Kompletnie nie rozumie tego też Maurizio Sarri, który zdążył już zapoznać się z umiejętnościami Drinkwatera na pierwszych treningach i według Daily Mirror wyciągnął ze swoich obserwacji jednoznaczne wnioski. Anglik nie jest zawodnikiem pasującym poziomem do takiego zespołu i powinien odejść, by nie zabierać miejsca w składzie młodym i zdolnym chłopakom. Nie potrzebna była z resztą opinia menedżera, by jasno stwierdzić, że pomocnik ten jest niepotrzebny w Londynie. Drinkwater zagrał w zeszłym sezonie ledwie 1 100 minut, czyli nieco ponad 12 całych spotkań. To bardzo niewiele, jak na gościa, który tyle kosztował.

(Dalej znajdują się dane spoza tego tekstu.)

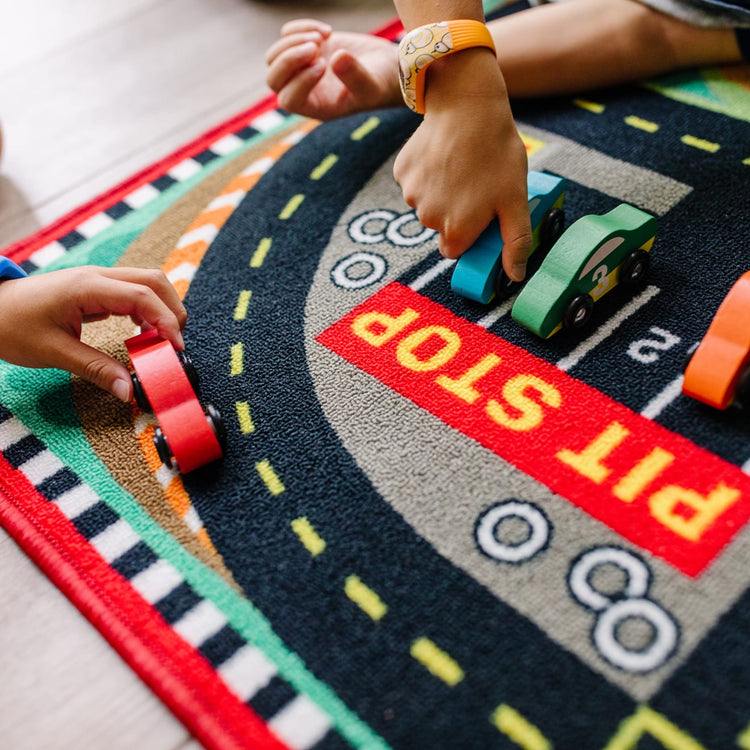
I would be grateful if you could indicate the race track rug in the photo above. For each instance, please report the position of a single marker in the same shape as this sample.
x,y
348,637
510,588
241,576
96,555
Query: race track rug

Chelsea już zdecydowała, że chce się go pozbyć, ale musi liczyć się z tym, że na nim straci. Nikt o zdrowych zmysłach nie zapłaci za Anglika tych 35 milionów. Obecnie pomocnika można wycenić na maksymalnie 20 baniek, ale to i tak kwota dość spora. Choć chętnych na jego usługi będzie pewnie kilku, bo to w końcu ograny ligowiec ze sporym doświadczeniem, to żaden z nich nie będzie za te cechy płacił takiej kasy. W mediach nie przejawia się żaden konkretny kandydat na nowego pracodawcę piłkarza, ale jest niemal pewnym, że będzie to jakiś zespół z środka tabeli Premier League, niewykluczone, że ponownie zostanie nim Leicester. Pod warunkiem, że Chelsea zejdzie z ceny, bo na tę chwilę ta kwota jest tak niepoważna jak 65 milionów za Harry'ego Maguire'a.